Tina, on the Craft Scotland forum says "The word craft is misused, misunderstood and misplaced. It is used in ways that diminish its credibility. It is vitally important we reclaim the word craft so it is understood and people will buy it, galleries will want to exhibit it and the media will want to write about it. How can we stop the word craft being misused and misunderstood?" http://www.craftscotland.org/HaveYourSay.htm Some interesting replies have been given in response. Have a look. Perhapse we could look at it here too.

06 November 2006

passing comment

A craftsperson said, "The most attractive thing about craft is the sharing of knowledge" That passing comment got me thinking.
What really makes craft attractive? Where is the beauty in Craft? Is it in the sharing of knowledge? Is it in the finished artifact that reflects the craftsperson's personal vision? But wouldn't this then mean that the beauty of craft is in the entire process, person and product combined? What do you think?

25 October 2006

Another Houston Blog

An addition to our list of Blogs reporting on the 'Shaping the Future of Craft' conference. David Richardson leads Furniture Society - After Hours : thoughts and ideas related to studio furniture, craft, and art.

craft research

craft research
A remark by one of the delegates at the houston conference intrigued me. She was referring to Norman Kennedy a weaver/spinner origionally from Aberdeen, now living in the USA, http://www.nea.gov/honors/heritage/Heritage03/Kennedy.html and said, 'Of course he is a National Treasure now.' I wasn't aware that America, like Japan, had living 'National Treasures'. Isn't it wonderful that a Scottish Craftsperson is an American National Treasure!

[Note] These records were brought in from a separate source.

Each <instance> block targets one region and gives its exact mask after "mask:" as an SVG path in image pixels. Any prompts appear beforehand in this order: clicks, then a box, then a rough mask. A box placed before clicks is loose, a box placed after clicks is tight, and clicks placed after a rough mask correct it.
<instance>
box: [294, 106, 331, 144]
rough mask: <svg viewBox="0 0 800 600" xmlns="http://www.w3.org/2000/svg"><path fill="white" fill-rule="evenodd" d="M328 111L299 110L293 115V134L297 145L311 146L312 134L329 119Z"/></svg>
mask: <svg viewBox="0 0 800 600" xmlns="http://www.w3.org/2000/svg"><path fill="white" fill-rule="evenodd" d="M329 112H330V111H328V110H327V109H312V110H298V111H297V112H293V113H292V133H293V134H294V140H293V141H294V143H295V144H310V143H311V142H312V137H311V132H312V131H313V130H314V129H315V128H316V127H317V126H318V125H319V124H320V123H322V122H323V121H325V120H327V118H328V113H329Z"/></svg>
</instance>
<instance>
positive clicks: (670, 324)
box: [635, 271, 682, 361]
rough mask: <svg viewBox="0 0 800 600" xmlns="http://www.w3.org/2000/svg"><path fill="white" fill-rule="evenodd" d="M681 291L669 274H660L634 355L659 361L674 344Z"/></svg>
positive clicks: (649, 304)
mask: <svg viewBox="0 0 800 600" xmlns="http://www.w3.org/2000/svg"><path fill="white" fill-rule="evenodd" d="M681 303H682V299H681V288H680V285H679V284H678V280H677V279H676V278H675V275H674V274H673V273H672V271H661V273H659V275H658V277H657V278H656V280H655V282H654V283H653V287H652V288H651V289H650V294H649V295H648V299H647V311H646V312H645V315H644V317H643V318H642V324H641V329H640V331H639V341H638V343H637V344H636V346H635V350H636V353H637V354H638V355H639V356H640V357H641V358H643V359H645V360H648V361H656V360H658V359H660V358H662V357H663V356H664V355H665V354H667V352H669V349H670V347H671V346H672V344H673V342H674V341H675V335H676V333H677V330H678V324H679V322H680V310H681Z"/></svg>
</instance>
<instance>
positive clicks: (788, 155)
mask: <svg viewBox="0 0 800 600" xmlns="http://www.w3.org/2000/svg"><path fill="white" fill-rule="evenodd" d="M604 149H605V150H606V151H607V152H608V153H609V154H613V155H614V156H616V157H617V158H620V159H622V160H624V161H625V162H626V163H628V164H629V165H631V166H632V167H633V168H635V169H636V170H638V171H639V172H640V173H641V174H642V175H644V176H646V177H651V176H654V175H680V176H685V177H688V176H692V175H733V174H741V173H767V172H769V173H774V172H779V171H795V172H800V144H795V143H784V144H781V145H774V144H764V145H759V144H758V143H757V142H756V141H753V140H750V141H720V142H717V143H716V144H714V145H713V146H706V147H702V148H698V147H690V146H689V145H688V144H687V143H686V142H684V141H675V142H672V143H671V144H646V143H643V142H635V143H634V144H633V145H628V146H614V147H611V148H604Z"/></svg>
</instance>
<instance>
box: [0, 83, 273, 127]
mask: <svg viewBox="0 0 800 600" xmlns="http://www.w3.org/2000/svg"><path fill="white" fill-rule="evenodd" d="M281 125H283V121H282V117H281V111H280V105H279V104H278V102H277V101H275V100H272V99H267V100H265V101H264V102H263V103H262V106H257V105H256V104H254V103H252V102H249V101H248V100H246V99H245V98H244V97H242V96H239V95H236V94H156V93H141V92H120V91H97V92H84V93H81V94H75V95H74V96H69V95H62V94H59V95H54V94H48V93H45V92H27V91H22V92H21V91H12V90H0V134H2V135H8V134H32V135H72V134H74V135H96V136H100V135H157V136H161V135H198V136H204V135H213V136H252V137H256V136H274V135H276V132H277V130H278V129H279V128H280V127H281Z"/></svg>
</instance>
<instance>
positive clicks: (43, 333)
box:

"Japan’s living national treasuresScholars have long recognized the intangibility of culture. In the 18th and 19th centuries philologists, folklorists and others tried to document the world’s oral traditions. Yet the term “intangible cultural heritage” is relatively recent. In 1950, Japan initiated a living national treasures programme to recognize the great skills of masters of the traditional arts.Similar programmes began in Korea, the Philippines, Thailand, the United States and France. Intangible heritage is seen as an asset or resource to be protected, appreciated, utilized and managed–an idea traceable back to the Meiji period". http://www.unesco.org/courier/2001_09/uk/culture.htm
Does the UK honour people like this? Especially in the area of 'great skill in the traditional arts'? One would presume that craftspeople would be among these honoured people???